É imperativo que tribunais e departamentos do Ministério Público estejam instalados em espaços dignos, acessíveis aos cidadãos, seguros para profissionais e utentes, e funcionais. Contudo, muitas destas instalações encontram-se envelhecidas, necessitando de obras de conservação, enquanto outras são completamente inadequadas para suas finalidades. A manutenção e conservação eficaz destes edifícios continua a ser uma questão não resolvida, essencial para garantir o funcionamento adequado dos serviços de justiça e assegurar condições de saúde, higiene e segurança para todos os envolvidos, sejam profissionais (magistrados, advogados, oficiais de justiça…) ou utentes do serviço de justiça.
Adicionalmente, os problemas decorrentes da falta de autonomia financeira do Ministério Público persistem sem alterações significativas. Esta situação mantém a instituição dependente de recursos alocados por terceiros, potencialmente comprometendo sua capacidade de cumprir plenamente suas funções.
Com a chegada do novo ano, aguarda-se com expectativa o surgimento de uma proposta que finalmente dignifique a carreira dos oficiais de justiça e acalme as agitadas águas da justiça, embora os primeiros indícios não sejam particularmente animadores. Espera-se que seja alcançado um acordo com os sindicatos representativos dos oficiais de justiça, evitando assim a repetição em 2025 da série de greves (legítimas e justificadas) que ocorreram em 2024, as quais provocaram atrasos sucessivos em diligências, julgamentos e outros atos processuais.
O projeto de estatuto anunciado deverá corresponder às necessidades e expectativas não só dos oficiais de justiça, mas sobretudo dos cidadãos, que são os mais prejudicados quando o serviço prestado fica aquém do desejável devido à falta de profissionais motivados e em número adequado.
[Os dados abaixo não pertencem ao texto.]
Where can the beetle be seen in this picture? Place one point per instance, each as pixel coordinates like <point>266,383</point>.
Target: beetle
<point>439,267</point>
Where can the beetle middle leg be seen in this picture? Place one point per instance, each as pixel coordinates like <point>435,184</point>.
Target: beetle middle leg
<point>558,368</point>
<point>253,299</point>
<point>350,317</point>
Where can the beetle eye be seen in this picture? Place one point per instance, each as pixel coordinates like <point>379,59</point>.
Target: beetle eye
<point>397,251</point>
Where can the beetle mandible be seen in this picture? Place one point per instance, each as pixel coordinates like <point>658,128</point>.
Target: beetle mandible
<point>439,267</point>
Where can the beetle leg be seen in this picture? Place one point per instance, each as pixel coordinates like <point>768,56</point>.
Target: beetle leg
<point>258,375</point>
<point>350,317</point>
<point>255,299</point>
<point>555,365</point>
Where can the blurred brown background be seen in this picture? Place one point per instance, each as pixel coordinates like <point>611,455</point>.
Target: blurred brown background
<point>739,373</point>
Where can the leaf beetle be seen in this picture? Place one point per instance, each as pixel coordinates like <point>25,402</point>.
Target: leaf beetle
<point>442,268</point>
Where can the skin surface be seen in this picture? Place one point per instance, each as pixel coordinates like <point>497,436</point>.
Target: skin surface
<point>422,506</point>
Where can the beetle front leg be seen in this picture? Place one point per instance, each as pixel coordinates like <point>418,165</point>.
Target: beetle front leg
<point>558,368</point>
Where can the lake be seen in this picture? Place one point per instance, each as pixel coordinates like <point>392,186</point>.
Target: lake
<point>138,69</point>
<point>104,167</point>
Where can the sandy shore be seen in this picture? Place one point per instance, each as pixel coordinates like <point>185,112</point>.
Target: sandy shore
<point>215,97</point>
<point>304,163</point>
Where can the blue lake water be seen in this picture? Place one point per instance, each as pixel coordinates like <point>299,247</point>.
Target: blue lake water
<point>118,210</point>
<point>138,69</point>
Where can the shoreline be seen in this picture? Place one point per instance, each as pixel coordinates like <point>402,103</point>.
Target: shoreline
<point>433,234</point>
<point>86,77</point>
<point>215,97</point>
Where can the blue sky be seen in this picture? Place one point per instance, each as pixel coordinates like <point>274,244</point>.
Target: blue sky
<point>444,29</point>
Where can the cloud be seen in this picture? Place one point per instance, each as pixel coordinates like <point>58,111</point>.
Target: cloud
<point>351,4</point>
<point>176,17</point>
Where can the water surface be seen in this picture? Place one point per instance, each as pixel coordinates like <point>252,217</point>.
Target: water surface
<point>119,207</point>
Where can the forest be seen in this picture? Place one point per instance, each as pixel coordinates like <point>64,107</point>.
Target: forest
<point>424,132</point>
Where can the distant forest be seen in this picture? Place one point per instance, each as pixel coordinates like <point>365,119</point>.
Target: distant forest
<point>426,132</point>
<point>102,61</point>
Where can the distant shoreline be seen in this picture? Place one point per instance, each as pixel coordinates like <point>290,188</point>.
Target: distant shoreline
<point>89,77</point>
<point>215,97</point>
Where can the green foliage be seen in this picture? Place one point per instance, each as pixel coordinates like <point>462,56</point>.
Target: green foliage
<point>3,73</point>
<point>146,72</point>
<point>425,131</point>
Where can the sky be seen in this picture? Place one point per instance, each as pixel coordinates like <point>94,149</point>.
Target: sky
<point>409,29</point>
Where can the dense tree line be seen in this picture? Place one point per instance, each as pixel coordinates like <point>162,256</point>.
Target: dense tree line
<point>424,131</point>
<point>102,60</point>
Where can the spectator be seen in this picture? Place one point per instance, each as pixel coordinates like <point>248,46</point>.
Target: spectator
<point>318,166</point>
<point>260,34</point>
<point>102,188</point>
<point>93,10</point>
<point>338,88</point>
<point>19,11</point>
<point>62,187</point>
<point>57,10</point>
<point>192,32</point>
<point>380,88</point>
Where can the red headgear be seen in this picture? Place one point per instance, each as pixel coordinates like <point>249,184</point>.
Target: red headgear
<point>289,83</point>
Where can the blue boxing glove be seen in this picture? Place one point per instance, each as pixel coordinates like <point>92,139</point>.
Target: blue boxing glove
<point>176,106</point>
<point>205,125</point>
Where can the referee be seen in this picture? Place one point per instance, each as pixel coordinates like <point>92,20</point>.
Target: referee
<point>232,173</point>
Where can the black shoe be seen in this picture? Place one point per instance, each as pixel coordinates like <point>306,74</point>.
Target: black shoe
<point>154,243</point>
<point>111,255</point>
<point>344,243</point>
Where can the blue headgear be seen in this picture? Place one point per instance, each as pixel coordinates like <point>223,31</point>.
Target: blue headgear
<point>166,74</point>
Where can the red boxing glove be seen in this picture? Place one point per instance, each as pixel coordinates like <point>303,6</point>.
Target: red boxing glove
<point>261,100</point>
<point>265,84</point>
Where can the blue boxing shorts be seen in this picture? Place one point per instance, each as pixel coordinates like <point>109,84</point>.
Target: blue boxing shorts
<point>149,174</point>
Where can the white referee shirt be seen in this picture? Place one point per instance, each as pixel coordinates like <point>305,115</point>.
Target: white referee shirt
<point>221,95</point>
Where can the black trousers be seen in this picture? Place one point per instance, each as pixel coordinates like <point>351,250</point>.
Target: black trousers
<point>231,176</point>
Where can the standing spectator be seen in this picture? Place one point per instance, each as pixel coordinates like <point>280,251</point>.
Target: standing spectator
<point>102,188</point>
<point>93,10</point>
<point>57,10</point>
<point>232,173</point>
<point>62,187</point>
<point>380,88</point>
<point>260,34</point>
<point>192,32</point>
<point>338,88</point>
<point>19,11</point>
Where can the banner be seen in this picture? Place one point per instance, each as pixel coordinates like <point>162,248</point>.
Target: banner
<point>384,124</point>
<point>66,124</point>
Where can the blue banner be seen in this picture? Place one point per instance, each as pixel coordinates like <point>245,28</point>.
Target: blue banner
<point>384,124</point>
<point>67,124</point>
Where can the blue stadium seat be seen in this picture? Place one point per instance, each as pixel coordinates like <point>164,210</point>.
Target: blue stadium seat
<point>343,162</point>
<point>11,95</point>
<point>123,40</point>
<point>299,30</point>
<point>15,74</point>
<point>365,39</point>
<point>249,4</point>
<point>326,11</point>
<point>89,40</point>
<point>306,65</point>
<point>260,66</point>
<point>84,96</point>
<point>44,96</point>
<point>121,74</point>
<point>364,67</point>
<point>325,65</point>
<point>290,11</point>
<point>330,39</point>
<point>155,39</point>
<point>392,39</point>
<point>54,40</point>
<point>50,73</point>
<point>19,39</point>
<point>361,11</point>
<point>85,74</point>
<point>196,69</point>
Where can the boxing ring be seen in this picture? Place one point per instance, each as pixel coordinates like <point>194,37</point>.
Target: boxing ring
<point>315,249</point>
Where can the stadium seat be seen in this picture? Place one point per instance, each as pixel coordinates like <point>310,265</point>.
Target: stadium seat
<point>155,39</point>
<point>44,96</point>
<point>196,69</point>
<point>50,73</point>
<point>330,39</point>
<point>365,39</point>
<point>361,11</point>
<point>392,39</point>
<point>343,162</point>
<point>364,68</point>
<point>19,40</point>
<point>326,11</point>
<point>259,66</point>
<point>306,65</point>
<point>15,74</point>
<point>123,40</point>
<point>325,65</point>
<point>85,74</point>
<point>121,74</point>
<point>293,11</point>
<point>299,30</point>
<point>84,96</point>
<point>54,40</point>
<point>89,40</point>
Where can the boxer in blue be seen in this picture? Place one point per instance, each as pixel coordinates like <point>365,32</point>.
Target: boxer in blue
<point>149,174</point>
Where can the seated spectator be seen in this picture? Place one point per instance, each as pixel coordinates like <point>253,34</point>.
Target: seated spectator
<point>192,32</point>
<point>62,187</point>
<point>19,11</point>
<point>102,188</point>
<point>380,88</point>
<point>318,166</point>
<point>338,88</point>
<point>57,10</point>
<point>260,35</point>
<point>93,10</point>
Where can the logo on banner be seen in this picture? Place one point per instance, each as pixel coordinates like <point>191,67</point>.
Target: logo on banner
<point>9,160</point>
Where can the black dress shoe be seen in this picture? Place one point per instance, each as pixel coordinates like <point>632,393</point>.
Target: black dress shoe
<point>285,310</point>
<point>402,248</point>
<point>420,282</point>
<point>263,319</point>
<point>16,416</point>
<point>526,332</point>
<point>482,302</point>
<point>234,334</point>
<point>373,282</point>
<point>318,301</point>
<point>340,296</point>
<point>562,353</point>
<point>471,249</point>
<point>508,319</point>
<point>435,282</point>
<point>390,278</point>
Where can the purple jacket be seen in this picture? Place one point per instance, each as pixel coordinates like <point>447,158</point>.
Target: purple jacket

Esta motivação passa necessariamente por uma remuneração condigna, à altura das exigências da função, e por uma carreira atrativa.
É fundamental que este novo estatuto tenha em consideração a especificidade das funções desempenhadas pelos oficiais de justiça nos serviços do Ministério Público, as quais requerem uma qualificação distinta daqueles que exercem funções nas secretarias judiciais. A natureza particular do trabalho no Ministério Público exige uma formação e especialização dos técnicos de justiça nas suas diversas áreas de intervenção, com especial ênfase nos domínios da investigação criminal, trabalho, família e menores, onde se verifica uma forte interação com o público.
Ao entrarmos neste novo ano, evocando o adágio “ano novo, vida nova”, alimentamos a esperança de que 2025 se revele como um marco decisivo para o sistema judicial português. Almejamos que este seja o ano em que a justiça seja, finalmente, reconhecida como uma prioridade nacional incontornável, merecedora de uma atenção e investimento à altura da sua importância fundamental para a sociedade.
Neste sentido, é imperativo que se concretize uma alocação adequada e criteriosa de recursos humanos, materiais e tecnológicos ao setor da justiça. Esta dotação deve ser proporcional aos desafios complexos que o sistema enfrenta e suficiente para colmatar as lacunas há muito identificadas.
Que 2025 seja o ano em que se ultrapassem as promessas e as intenções, dando lugar a ações concretas e eficazes. Só assim poderemos assegurar um serviço de justiça que corresponda verdadeiramente às expectativas e necessidades dos cidadãos portugueses, reforçando os alicerces do Estado de Direito e da democracia no nosso país.